24. Juni 2015 Lesezeit: ~7 Minuten

Testbericht: Zeiss Otus 85 mm f/1.4

Die Marke Zeiss steht bei Objektiven ja schon seit jeher für Prestige und Qualität. Mein 50 mm f/1.4 Planar* zaubert den meisten Fotografen sofort ein neidisches Lächeln auf das Gesicht. Der Effekt kommt natürlich unter anderem auch davon, dass die normalen Zeiss-Linsen im Preissegment einer typischen Canon-L-Linse liegen, also jenseits von 1.000 € beginnen (mal abgesehen vom oben genannten 50mm f/1.4). Vor allem bekommt man bei Zeiss aber auch einfach entsprechend gute Technik.
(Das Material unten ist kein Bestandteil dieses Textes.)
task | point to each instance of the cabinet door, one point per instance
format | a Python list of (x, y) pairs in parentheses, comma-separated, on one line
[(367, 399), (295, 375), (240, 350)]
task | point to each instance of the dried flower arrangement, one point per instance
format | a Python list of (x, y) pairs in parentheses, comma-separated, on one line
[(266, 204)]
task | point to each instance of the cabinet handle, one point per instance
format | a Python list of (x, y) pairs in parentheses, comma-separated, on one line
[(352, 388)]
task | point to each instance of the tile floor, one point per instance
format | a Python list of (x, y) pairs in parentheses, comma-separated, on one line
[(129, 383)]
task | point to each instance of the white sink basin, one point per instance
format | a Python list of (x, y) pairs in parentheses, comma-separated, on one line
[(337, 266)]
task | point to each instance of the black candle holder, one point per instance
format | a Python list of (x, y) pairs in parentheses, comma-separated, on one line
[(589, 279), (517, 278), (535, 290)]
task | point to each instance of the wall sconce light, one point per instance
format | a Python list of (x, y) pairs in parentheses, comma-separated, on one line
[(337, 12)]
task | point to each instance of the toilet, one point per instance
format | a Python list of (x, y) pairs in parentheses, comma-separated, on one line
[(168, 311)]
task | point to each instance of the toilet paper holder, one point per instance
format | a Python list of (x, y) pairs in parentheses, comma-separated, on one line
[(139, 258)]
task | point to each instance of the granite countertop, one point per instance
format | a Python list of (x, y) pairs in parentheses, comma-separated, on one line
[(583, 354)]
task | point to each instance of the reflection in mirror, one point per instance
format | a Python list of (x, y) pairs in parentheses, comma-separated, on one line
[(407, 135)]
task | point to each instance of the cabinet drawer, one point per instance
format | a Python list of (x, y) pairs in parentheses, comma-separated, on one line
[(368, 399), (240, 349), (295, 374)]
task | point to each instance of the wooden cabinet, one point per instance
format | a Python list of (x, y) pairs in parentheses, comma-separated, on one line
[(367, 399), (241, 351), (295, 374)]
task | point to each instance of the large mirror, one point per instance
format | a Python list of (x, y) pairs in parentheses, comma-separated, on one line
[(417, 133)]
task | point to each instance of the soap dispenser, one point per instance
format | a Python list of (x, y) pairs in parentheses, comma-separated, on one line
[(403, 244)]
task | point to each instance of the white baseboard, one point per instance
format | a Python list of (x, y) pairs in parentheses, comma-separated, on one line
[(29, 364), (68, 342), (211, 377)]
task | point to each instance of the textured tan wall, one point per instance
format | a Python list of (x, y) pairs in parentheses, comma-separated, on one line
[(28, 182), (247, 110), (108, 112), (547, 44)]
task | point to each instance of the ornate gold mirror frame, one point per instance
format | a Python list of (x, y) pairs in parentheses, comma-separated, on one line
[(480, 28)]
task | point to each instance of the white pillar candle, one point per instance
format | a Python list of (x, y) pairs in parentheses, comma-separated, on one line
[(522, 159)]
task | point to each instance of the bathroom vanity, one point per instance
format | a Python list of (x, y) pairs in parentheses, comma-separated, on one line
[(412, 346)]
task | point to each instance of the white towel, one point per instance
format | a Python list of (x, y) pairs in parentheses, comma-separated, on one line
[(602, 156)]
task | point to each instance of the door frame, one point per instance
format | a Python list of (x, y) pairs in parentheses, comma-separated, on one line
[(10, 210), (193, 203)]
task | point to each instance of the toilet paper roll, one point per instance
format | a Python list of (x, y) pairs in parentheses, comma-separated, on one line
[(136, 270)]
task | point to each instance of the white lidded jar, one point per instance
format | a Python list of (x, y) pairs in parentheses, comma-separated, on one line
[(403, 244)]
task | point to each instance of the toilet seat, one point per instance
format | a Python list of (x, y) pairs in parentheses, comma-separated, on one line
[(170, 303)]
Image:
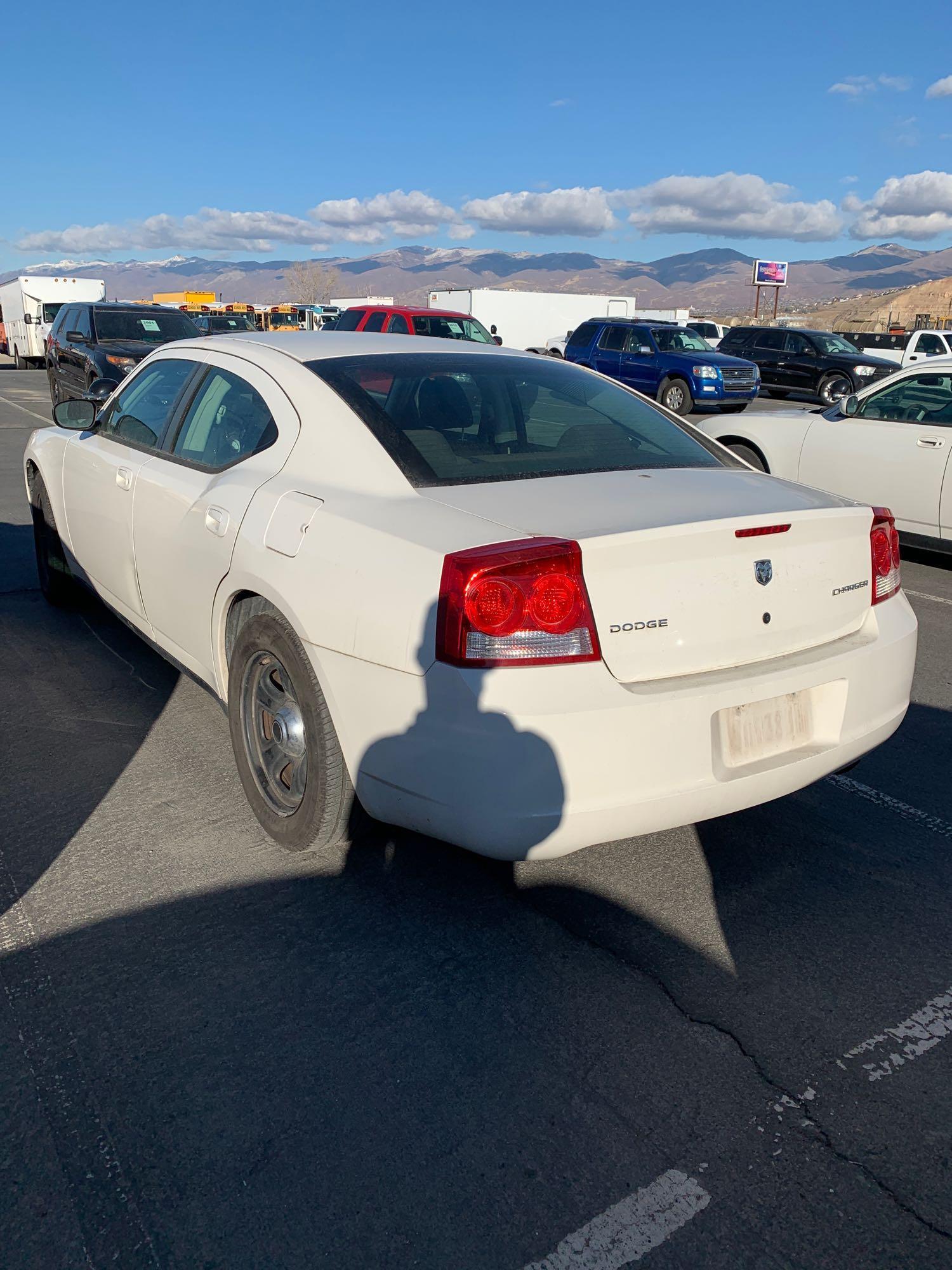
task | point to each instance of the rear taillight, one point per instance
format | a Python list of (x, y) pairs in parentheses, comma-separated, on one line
[(516, 604), (884, 549)]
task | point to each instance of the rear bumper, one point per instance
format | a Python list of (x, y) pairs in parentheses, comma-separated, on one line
[(538, 763)]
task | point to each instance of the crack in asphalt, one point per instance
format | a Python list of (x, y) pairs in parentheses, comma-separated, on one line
[(821, 1136)]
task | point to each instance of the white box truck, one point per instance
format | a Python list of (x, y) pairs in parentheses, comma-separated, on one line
[(29, 308), (529, 319)]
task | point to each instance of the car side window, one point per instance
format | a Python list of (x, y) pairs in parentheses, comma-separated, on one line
[(227, 422), (614, 338), (932, 346), (82, 323), (144, 407), (917, 399)]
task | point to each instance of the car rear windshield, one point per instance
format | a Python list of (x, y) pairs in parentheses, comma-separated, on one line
[(351, 319), (833, 344), (458, 418), (451, 328), (152, 327), (232, 322), (678, 340)]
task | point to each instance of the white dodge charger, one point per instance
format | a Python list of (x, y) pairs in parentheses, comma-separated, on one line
[(488, 596)]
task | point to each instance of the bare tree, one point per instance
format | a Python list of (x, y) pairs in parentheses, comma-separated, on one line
[(309, 283)]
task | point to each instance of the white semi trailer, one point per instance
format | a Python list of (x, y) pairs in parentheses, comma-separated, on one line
[(29, 307), (529, 319)]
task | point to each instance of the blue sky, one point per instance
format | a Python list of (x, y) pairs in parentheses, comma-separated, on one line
[(294, 130)]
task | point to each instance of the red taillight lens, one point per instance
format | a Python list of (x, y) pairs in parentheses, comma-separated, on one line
[(884, 551), (516, 604)]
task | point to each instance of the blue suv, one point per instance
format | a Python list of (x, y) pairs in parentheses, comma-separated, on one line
[(670, 364)]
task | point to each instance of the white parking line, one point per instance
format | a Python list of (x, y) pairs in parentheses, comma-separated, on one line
[(909, 813), (631, 1227), (911, 1039), (925, 595), (18, 407)]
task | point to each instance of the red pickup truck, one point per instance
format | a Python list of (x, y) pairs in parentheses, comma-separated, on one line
[(403, 321)]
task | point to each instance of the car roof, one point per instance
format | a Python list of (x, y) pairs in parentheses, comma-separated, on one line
[(409, 309), (312, 346), (129, 307)]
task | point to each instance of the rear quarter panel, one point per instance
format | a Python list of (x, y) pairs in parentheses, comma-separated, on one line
[(779, 439)]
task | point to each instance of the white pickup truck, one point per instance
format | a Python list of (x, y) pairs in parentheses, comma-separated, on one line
[(904, 349)]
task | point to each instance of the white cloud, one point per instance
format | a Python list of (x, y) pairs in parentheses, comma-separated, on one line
[(941, 88), (373, 220), (731, 205), (861, 86), (557, 211), (855, 86), (211, 229), (917, 206)]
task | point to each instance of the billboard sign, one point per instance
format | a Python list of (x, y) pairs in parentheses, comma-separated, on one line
[(770, 274)]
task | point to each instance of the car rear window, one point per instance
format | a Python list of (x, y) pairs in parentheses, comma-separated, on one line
[(582, 336), (458, 420), (351, 319)]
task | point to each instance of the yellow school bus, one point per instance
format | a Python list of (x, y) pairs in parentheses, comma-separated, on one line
[(276, 317)]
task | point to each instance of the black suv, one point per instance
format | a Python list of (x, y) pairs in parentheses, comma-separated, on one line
[(106, 342), (817, 363)]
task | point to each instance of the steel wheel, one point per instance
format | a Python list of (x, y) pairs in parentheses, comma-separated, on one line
[(835, 388), (274, 731)]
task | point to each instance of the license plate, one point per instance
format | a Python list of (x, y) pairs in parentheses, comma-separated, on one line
[(762, 730)]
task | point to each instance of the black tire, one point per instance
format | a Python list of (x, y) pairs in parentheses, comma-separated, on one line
[(748, 455), (328, 805), (676, 397), (56, 582), (830, 387)]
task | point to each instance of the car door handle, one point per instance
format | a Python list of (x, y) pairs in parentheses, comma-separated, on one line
[(216, 520)]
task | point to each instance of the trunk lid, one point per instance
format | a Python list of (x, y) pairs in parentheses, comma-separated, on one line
[(673, 590)]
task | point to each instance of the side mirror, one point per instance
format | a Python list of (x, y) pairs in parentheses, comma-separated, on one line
[(850, 406), (76, 416), (101, 389)]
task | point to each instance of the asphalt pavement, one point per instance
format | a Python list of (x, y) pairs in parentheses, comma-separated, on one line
[(727, 1046)]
Während man nach wie vor bei jeder Linsen vergeblich nach einem Autofokus sucht, hat man ein wundervoll wertig gearbeitetes Stück Metall in der Hand. Einen langen und butterweichen Fokusweg und ein legendäres Bokeh.

Zeiss Ikon

1/160 s, f/1.4, ISO 800

© Christopher Wesser

Dieses hohe Ansehen war aber offenslicht noch nicht genug für Zeiss. Sie mussten noch eins draufsetzen und entwickelten mit der Otus-Reihe eine neue Linie an Festbrennweiten, die im Anwendungsbereich der Consumer-Spiegelreflexkameras ein komplett neues Preisfeld erschließt. Wer das nötige Kleingeld hat, bekommt für 3.500 € das Zeiss Otus 55 mm f/1.4* bzw. für 4.000 € das Zeiss Otus 85 mm f/1.4*.
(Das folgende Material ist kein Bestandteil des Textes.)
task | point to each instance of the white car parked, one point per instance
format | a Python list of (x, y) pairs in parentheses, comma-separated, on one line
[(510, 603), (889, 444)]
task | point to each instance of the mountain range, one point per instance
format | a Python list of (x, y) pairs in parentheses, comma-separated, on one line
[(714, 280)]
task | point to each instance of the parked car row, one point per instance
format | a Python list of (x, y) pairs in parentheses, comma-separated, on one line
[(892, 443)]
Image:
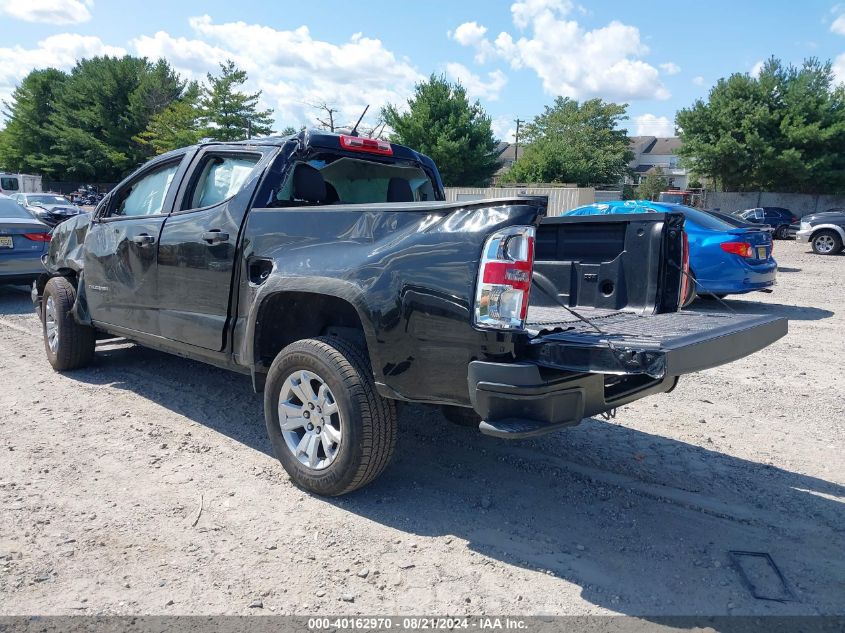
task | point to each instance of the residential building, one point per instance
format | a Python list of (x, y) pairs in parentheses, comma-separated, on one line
[(656, 151)]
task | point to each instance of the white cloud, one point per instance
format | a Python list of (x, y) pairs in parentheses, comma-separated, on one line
[(525, 11), (670, 68), (572, 61), (293, 69), (839, 68), (476, 87), (48, 11), (504, 128), (651, 125), (57, 51), (468, 33)]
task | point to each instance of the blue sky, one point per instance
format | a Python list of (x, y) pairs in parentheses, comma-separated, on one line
[(515, 56)]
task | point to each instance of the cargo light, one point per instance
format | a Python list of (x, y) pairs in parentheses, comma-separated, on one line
[(37, 237), (369, 145), (504, 280), (743, 249)]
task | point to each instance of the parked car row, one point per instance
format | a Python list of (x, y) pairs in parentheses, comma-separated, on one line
[(23, 240), (825, 231), (725, 256), (50, 208), (778, 218)]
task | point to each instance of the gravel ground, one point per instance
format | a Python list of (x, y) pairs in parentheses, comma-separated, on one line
[(145, 485)]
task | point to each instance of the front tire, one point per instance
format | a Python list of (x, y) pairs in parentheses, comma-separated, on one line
[(329, 427), (68, 344), (826, 243)]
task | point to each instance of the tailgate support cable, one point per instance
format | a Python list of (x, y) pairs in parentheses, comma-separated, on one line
[(617, 355)]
Erst einmal sticht einem nur der Preis ins Auge. Eine maximale Blende von f/1.4 bekommt man nämlich schon für weniger Geld. Die große Frage ist also, worin sich diese neuen Premium-Schmuckstücke von den günstigeren Alternativen unterscheiden.

Ich hatte das Glück, das 85 mm Otus ein paar Wochen lang testen zu können und konnte mir selbst ein Bild des neuen Flagschiffs machen. Vom ersten Moment an fällt auf, dass die Präsentation und Verpackung des Objektivs so gestaltet wurden, dass das Auspacken zu einem fast schon emotionalen Erlebnis wird.

Herbstwald

1/160 s, f/8.0, ISO 100

Die eigentliche Box befindet sich in einem Papp-Schuber. Schiebt man die Box heraus, wird man von einem simplen Satz begrüßt: „Für diesen Moment arbeiten wir.“ Das hat gesessen. Kein Zweifel, dass in diesem Produkt ganz viel Leidenschaft, Schweiß und unzählige Entwicklungsstunden stecken. Über einen Magnetverschluss lässt sich die Box öffnen, die den Blick auf das in blauem Schaumstoff gebettete Objektiv freigibt. Es schreit förmlich nach einem Unboxing-Video für YouTube und ja: Es gibt tatsächlich welche.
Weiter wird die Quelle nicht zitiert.